MODERATION AND EXCESS

In the immediate wake of the Iran sanctions-unwinding agreement thrown together with many unanswered question in Geneva, Sunday night, Brent crude fell $2.29 or about 2.7% to settle at $108.76 a barrel, while US-traded West Texas Intermediate was down $1.44 to $93.40, in response to the agreement. Analysts were however quick to warn that Iranian exports are unlikely to jump in the short term because key limitations on sales — including a ban on crude oil but not finished product exports to the EU — will remain in place until a comprehensive deal is reached, starting six months from now.

US and EU sanctions have had a claimed impact of reducing Iranian exports from almost 2.5 million barrels a day (Mbd) or their equivalent in refined products, to a little over 1 Mbd since early 2012. The apparent squeeze on global supplies that resulted has allowed overpriced oil to be ‘normal’. This is despite a global traded energy context, outside oil, where prices are falling, often far and fast.

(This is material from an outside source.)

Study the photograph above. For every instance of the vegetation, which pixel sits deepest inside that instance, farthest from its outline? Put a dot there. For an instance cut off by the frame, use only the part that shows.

Apart from the Syrian civil war crisis, Egypt’s unresolved civil strife, and Libya’s anarchy, Iran sanctions provided a clear storyline for the oil bulls, enabling them to overprice oil in day trading. The prospects of an Israeli, US or even Saudi military strike on Iran’s nuclear facilities, which are widespread across its territory, enabled the so-called geopolitical risk premium on oil, especially Brent grade which benchmarks eastern hemisphere oil trade, to attain and sometimes hold about $10 — $15 on every barrel against US WTI.

Removing this premium will cut WTI grade oil prices to around $80 per barrel and Brent to around $95.